会津と豪の文化融合、管楽器「ディジュリドゥ」演奏動画を公開

 
会津とパースの交流から生まれたディジュリドゥの動画

 会津とオーストラリアの文化を融合して完成させた先住民アボリジニの管楽器「ディジュリドゥ」の演奏動画が動画共有サイト「ユーチューブ」で公開されている。動画を制作したオーストラリア西部のパースで活動する県人会「パースふくしまの会」のストックトン亜紀子会長(福島市出身)は「震災から10年の節目に、福島の皆さんへエールと希望の思いを込めた」と話した。

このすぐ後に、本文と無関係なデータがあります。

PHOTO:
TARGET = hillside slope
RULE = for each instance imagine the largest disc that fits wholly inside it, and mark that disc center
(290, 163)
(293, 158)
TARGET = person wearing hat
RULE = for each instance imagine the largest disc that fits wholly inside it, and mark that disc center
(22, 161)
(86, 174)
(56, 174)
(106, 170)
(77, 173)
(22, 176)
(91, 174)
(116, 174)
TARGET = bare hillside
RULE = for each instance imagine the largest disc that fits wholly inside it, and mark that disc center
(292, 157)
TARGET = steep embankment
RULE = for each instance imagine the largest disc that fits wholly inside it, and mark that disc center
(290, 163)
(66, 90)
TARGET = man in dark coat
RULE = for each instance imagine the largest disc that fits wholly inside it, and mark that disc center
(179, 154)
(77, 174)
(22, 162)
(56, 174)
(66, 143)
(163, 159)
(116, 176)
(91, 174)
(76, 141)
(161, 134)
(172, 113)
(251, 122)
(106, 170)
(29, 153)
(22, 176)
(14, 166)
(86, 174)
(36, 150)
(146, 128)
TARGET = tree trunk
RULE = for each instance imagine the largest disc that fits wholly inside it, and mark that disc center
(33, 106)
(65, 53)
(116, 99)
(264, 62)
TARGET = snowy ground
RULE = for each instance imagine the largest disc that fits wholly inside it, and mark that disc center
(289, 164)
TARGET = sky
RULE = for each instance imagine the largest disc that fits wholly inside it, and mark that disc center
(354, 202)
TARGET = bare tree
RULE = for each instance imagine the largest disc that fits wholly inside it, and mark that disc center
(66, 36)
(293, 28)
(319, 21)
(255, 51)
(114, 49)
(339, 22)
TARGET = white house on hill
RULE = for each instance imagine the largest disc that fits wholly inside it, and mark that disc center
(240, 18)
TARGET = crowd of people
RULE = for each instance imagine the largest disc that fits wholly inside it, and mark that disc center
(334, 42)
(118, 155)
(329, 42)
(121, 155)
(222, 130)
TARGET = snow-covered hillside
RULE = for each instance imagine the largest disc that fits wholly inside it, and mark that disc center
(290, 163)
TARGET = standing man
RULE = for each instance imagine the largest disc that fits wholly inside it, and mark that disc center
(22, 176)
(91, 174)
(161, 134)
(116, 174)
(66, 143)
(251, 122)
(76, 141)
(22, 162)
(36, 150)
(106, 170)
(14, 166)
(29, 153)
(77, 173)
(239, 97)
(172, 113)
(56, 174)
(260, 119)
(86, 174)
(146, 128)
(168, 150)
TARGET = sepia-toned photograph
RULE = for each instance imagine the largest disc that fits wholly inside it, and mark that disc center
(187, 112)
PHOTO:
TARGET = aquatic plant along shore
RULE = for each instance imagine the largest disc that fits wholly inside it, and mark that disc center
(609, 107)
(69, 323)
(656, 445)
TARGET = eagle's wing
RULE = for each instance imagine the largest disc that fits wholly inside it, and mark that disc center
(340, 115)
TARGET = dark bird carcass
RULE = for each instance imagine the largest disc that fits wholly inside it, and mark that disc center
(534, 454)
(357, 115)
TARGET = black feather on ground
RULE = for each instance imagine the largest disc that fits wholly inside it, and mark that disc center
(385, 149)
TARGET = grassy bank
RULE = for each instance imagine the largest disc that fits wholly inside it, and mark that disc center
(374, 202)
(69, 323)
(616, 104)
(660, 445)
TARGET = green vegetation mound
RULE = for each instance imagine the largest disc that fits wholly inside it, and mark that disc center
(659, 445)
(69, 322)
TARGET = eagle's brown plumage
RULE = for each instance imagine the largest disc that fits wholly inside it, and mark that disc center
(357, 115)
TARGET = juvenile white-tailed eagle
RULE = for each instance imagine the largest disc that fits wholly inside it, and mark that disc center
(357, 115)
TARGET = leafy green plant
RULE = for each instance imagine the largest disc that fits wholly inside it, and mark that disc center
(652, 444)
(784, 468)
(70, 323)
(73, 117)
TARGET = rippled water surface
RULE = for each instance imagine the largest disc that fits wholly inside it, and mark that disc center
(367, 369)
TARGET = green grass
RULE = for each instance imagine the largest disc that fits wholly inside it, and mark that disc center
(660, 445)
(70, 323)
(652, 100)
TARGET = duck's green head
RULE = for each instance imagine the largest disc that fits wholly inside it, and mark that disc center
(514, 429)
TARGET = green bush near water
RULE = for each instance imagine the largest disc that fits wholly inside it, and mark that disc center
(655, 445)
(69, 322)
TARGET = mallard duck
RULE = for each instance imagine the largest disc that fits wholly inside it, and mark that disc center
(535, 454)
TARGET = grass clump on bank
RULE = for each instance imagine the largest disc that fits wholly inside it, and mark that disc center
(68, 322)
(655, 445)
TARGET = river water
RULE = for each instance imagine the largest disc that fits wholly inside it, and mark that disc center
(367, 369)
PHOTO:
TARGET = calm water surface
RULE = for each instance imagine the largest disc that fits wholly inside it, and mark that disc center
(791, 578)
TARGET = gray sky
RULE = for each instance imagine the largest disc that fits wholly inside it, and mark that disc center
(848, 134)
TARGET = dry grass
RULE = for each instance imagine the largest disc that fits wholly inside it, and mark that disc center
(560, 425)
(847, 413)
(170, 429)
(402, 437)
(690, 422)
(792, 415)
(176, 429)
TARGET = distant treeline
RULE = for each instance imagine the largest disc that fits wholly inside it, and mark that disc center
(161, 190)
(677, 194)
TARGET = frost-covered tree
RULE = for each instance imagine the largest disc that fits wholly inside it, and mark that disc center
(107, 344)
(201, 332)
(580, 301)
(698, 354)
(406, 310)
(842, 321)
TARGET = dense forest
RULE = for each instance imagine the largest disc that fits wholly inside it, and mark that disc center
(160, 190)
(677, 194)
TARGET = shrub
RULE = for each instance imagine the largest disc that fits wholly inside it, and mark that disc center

 動画は日本人ディジュリドゥ奏者のサンシさんの演奏に合わせ、本県とパースの風景、交流の歴史を紹介している。

 ディジュリドゥは昨年、会津大短期大学部の学生が会津漆器の伝統技法で装飾したもので、同3月にパースで開かれた「パース・ジャパン・フェスティバル(日本祭り)」でお披露目された。福島とパースの絆がより強くなり、子どもたちが世界に目を向けるきっかけになればと動画を制作した。

 コロナ禍でディジュリドゥを直接手渡せなかった会津大短期大学部の井波純教授は「プレゼントをして終了ではなく、動画として残っていくことがうれしい」と喜び「日本でも(直接)音色を聴く機会ができたら」と願った。